Na noite deste domingo (6), o Brics divulgou uma declaração conjunta defendendo o desenvolvimento da Inteligência Artificial (IA) em código aberto, promovendo o compartilhamento global de tecnologias e conhecimento.
No primeiro de três documentos preparados para a Cúpula de Líderes, realizada no Rio de Janeiro, o grupo estabeleceu diretrizes que visam garantir acesso equitativo à tecnologia. Outras duas declarações estão programadas para a segunda-feira (7), abordando questões relacionadas ao financiamento climático e à saúde.
Diretrizes e cooperação internacional
Essas diretrizes irão direcionar a atuação do grupo em fóruns internacionais, especialmente nas negociações com as nações que atualmente dominam o desenvolvimento da IA. O documento destaca a necessidade de cooperação internacional para facilitar o acesso a tecnologias baseadas em IA e remover barreiras financeiras que dificultam a pesquisa e inovação.

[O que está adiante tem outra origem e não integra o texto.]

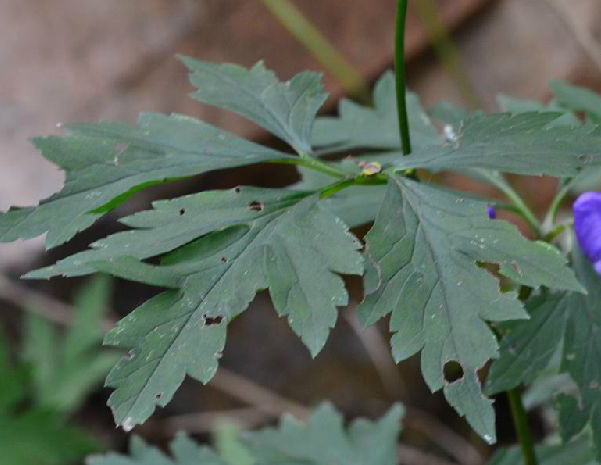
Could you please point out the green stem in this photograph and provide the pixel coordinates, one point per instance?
(400, 77)
(286, 12)
(522, 429)
(360, 180)
(314, 164)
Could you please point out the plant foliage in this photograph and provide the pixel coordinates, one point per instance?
(433, 257)
(36, 396)
(323, 440)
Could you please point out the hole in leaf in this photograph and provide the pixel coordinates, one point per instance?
(452, 371)
(256, 206)
(212, 320)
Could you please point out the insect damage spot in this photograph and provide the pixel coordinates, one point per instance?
(452, 371)
(256, 206)
(212, 320)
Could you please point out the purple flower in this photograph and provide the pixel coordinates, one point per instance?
(587, 225)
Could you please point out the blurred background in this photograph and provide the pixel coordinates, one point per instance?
(90, 60)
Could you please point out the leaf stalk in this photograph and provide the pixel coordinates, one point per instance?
(522, 429)
(400, 77)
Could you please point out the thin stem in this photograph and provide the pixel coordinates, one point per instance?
(522, 429)
(360, 180)
(314, 164)
(400, 77)
(286, 12)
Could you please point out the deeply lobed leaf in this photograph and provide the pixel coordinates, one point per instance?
(285, 109)
(294, 252)
(107, 162)
(323, 440)
(422, 254)
(570, 321)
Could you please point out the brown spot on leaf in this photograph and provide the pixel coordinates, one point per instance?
(256, 206)
(212, 320)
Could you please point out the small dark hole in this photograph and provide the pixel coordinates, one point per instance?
(452, 371)
(212, 320)
(256, 206)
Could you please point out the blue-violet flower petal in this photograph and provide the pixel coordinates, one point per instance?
(587, 225)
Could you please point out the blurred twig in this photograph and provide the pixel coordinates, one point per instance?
(286, 12)
(583, 36)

“Precisamos de um equilíbrio entre direitos de propriedade, transparência e responsabilidade para salvaguardar o interesse público e a transferência internacional de tecnologia”, enfatiza a declaração.
Governança e regulamentação da IA
O Brics também defende que a governança sobre o uso da IA deve ser centralizada na Organização das Nações Unidas (ONU), proporcionando um acesso mais inclusivo e mitigando riscos associados à tecnologia. As diretrizes incluem a necessidade de regular as obrigações de Estados, empresas e usuários sob legislações nacionais e acordos internacionais.
Impactos sociais e éticos
O grupo expressou preocupações sobre o impacto da IA no mercado de trabalho, reconhecendo seus benefícios, mas também os desafios que a tecnologia pode trazer. A declaração alerta para os riscos de discriminação e exclusão social provocados por algoritmos tendenciosos, que mais comumente afetam mulheres, minorias e grupos vulneráveis.

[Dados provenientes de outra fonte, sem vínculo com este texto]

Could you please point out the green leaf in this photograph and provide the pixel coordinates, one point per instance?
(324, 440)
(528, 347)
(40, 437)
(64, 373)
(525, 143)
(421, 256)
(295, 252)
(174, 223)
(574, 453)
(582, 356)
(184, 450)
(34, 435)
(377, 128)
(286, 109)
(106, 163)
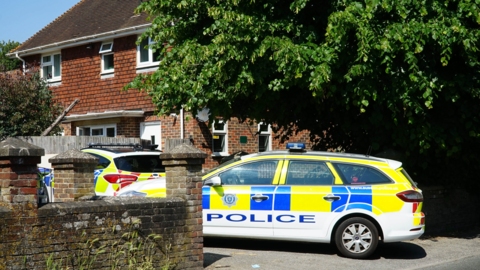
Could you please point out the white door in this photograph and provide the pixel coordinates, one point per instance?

A necessidade de uma abordagem ética também foi abordada, destacando a importância de combater a manipulação da informação. “A geração de conteúdo falso pode levar à desinformação e à erosão da confiança nas instituições”, alerta o documento.
Educação e alfabetização digital
Para enfrentar esses desafios, o Brics sugere aumentar o foco em estratégias de educação midiática, que promovam a alfabetização digital e habilidades críticas, permitindo que os indivíduos identifiquem desinformações com maior facilidade.